There is no doubt that Asia today is one of the most important markets for the distribution of cross-border European funds or Ucits (undertaking for collective investment in transferable securities) funds.
According to a study published last year by the European Fund and Asset Management Association (Efama), 90 per cent of the net sales of international Ucits promoted by the participating companies in 2007 originated from Asia.
Another study published early this year by Efama revealed that while the global financial crisis has had a severe impact on the net sales of cross-border Ucits in Asia, the region currently accounts for approximately 17 per cent of the AUM (assets under management) value of all Ucits sales of the survey participants.
Moving in
Not surprisingly, recent years have seen Western financial institutions steadily making a beeline towards the region. In May last year, UK fund house Threadneedle launched fund operations in Asia through the opening of its Hong Kong office.
In October 2008, leading global custodian, RBC Dexia launched its regional processing centre in Malaysia while in May this year, PNC Global Investment Servicing, a provider of processing, technology and business intelligence services to asset managers, broker/dealers and financial advisors worldwide, launched fund distribution support services
in Asia for European and US mutual fund firms with Asia-based investors.

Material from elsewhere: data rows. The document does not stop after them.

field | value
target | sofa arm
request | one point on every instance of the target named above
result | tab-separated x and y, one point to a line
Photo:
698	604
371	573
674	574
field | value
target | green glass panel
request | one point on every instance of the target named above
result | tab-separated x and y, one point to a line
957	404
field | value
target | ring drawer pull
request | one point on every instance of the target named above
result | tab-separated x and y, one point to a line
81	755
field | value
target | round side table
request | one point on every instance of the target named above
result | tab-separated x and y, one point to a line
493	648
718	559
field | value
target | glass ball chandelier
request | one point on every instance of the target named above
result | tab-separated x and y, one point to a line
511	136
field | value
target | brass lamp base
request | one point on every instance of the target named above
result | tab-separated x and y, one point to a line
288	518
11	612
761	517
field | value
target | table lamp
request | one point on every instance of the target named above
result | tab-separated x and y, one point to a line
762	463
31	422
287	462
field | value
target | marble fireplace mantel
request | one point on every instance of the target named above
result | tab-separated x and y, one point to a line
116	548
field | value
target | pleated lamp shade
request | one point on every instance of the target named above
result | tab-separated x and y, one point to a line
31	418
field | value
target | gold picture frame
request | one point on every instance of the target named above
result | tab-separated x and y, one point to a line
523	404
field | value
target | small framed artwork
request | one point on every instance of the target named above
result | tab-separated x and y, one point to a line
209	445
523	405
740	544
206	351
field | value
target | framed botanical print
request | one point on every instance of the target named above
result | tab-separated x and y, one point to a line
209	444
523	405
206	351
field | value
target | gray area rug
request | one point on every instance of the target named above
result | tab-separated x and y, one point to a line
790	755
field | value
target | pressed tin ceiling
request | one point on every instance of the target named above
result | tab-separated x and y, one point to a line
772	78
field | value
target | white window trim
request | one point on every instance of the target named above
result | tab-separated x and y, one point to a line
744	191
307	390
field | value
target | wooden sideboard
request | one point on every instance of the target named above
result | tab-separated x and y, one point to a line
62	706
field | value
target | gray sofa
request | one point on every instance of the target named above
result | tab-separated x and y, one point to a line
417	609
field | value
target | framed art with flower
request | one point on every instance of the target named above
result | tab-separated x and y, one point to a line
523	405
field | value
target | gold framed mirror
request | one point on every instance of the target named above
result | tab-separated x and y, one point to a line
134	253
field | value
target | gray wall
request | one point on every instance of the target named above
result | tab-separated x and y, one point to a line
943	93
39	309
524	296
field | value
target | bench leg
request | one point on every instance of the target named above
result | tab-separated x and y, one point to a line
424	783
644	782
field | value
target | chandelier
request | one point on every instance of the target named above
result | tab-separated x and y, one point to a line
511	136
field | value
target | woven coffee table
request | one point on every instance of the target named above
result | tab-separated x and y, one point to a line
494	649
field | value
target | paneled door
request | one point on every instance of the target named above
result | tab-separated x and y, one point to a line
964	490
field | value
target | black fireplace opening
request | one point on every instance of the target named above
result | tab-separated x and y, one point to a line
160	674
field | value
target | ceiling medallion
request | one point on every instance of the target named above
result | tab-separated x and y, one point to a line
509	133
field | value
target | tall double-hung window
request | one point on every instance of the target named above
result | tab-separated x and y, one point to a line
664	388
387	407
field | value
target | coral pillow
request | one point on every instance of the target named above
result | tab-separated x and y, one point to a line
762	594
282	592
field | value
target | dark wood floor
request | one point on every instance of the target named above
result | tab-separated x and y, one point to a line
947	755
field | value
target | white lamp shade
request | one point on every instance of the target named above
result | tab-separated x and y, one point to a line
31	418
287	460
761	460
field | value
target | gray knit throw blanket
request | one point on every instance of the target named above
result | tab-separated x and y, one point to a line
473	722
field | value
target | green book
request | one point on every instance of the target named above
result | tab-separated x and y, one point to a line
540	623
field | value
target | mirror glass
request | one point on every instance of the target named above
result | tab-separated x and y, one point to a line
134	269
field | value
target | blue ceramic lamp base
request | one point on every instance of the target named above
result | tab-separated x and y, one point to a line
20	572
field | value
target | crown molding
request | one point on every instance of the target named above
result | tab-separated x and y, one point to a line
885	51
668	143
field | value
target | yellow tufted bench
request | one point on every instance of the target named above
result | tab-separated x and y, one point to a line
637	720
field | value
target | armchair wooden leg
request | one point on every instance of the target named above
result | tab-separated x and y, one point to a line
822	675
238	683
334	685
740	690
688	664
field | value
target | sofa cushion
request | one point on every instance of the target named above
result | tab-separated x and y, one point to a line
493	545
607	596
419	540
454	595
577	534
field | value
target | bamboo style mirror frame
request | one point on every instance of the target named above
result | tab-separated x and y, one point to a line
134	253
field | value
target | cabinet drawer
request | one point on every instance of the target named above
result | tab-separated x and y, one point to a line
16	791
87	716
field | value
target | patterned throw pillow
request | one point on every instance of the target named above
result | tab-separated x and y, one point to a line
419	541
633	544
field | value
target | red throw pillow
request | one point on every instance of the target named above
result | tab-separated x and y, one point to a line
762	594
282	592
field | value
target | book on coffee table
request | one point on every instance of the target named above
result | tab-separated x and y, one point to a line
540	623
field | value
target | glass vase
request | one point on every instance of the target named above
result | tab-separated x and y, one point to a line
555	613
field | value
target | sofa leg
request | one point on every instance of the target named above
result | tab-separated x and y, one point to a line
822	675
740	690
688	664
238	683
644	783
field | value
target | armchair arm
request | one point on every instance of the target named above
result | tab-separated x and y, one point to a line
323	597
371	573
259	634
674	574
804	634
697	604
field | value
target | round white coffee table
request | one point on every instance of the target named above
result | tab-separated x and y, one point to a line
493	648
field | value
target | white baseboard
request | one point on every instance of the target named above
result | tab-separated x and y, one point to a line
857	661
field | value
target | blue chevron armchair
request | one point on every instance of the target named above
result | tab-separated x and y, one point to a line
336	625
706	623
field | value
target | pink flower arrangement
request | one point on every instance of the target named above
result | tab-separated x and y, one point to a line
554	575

Stephen M. Wynne, chief executive officer, at PNC Global Investment Servicing, said: “There has been an increased appetite for investment products within the Asian markets. This latest enhancement provides a crucial service to fund firms that want to grow their business and extend their reach into this locale.”

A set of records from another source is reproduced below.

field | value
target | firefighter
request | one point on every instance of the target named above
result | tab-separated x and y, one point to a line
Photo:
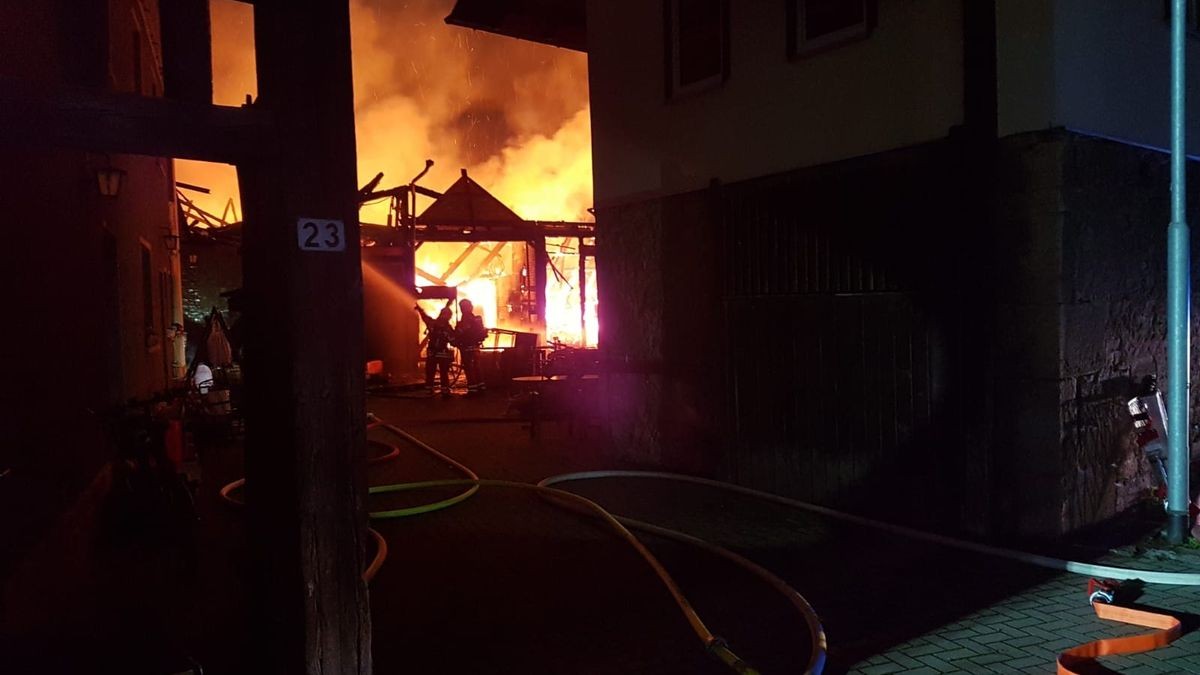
437	350
469	334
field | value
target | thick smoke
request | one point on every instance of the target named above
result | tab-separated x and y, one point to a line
513	113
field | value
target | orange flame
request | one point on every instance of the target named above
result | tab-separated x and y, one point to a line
513	113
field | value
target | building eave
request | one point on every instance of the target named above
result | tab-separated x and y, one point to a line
558	23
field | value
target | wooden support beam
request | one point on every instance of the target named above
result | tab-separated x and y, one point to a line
541	268
305	390
491	256
34	114
457	262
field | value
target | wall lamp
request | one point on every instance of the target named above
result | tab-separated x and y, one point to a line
108	180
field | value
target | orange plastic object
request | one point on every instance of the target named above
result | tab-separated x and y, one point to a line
1168	629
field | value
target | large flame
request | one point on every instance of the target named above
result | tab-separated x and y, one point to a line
515	114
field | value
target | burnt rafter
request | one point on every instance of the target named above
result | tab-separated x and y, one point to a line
70	117
559	23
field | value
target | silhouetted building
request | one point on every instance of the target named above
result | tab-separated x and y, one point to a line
91	256
883	254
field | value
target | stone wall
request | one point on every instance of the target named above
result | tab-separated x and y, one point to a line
1081	243
629	243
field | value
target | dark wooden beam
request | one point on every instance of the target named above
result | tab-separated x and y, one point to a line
34	114
305	390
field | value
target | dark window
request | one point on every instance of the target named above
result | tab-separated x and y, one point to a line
815	25
696	45
147	290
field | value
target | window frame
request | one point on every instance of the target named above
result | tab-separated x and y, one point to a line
676	90
801	48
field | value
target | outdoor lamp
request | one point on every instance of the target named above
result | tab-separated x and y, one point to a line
109	180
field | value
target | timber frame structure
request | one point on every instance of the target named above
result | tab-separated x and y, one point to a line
294	149
467	213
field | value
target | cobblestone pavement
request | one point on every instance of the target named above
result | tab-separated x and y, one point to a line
1025	632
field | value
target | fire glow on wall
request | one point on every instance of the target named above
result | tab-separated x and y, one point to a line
514	113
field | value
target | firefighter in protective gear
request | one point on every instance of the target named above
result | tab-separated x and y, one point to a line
437	351
468	335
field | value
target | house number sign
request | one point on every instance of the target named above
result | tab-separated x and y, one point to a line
319	234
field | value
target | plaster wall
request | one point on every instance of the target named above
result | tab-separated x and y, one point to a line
773	113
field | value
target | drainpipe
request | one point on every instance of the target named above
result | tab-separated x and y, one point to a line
1177	300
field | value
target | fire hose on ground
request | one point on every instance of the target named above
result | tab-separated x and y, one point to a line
1167	627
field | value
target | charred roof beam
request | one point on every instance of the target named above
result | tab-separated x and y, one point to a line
33	114
559	23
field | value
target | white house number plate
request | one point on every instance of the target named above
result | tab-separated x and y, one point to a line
317	234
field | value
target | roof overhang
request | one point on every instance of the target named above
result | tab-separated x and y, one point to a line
559	23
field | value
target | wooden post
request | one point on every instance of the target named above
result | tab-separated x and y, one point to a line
305	422
541	267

“Asia is a fantastic market for cross-border funds. Not only is it important in terms of business but also in terms of growth potential, since it has shown remarkable stability in the face of the financial crisis,” states Elisabeth Meyers, director, at investment fund product management at Brussels-based Euroclear, which provides domestic and cross-border settlement and related services for bond, equity, derivatives and fund transactions in Europe.
In 2008, Euroclear opened an operational centre in Hong Kong and also started offering its investment funds processing platform, FundSettle to the Asian market.
Dean Chisholm, head of operations, Asia-Pacific at leading investment management company, Invesco, however cautions fund houses seeking to benefit from the highly attractive Asian funds market.
“No doubt the market is very profitable and European funds are well designed for cross-border distribution,” he says, “but the biggest issue that Western fund houses face is how to establish themselves in the marketplace. It is extremely difficult because local presence is required and a lot of local marketing and training support is expected by the distributors. Suitcase support from the other side of the world does not work.”
Apart from the top few firms such as JPMorgan, Merrill Lynch (now BlackRock), Fidelity, HSBC, Schroder and Invesco, which have been present in the region for several years, few of the new entrants have been able to successfully establish themselves, says Mr Chisholm. “Distributors are looking for long-term commitment to the marketplace. Several European fund houses have been able to launch one or two funds, but they are not able to launch an all-weather funds range.”
A few examples of cross-border funds that have been able to make an impact in the marketplace, points out Mr Chisholm, are India based funds that were launched by HSBC a few years back, Bric [Brazil, Russia, India and China] funds from BlackRock, and commodity funds from Schroders.
Fractured landscape
Unlike Europe, which is moving towards a single financial services arena, the landscape in Asia is highly fractured with each country having its own specific rules and regulations. The only markets in Asia open to foreign investment funds are Taiwan, Singapore and Hong Kong. Other economies, such as India and China have not been successful for cross-border funds distribution for a variety of regulatory, tax and cultural reasons.
For instance, China’s QDII (Qualified Domestic Institutional Investor) program introduced in 2006 to allow domestic institutions and residents to buy financial products overseas via mainland commercial banks and other financial institutions, has suffered due to the turmoil in the global capital markets. Some QDII products lost more than 70 per cent of their value while certain financial institutions have come under fire for failing to sufficiently disclose investment risks tied to their products.
“Apart from regulatory barriers, in both India and China, the domestic stock market is performing much better than international markets. Domestic investors therefore are favouring domestic equity funds,” states Mr Chisholm. However Invesco, he says, is much more bullish about the opportunities available in China than India. It already has a presence in China since 2003 through a joint venture.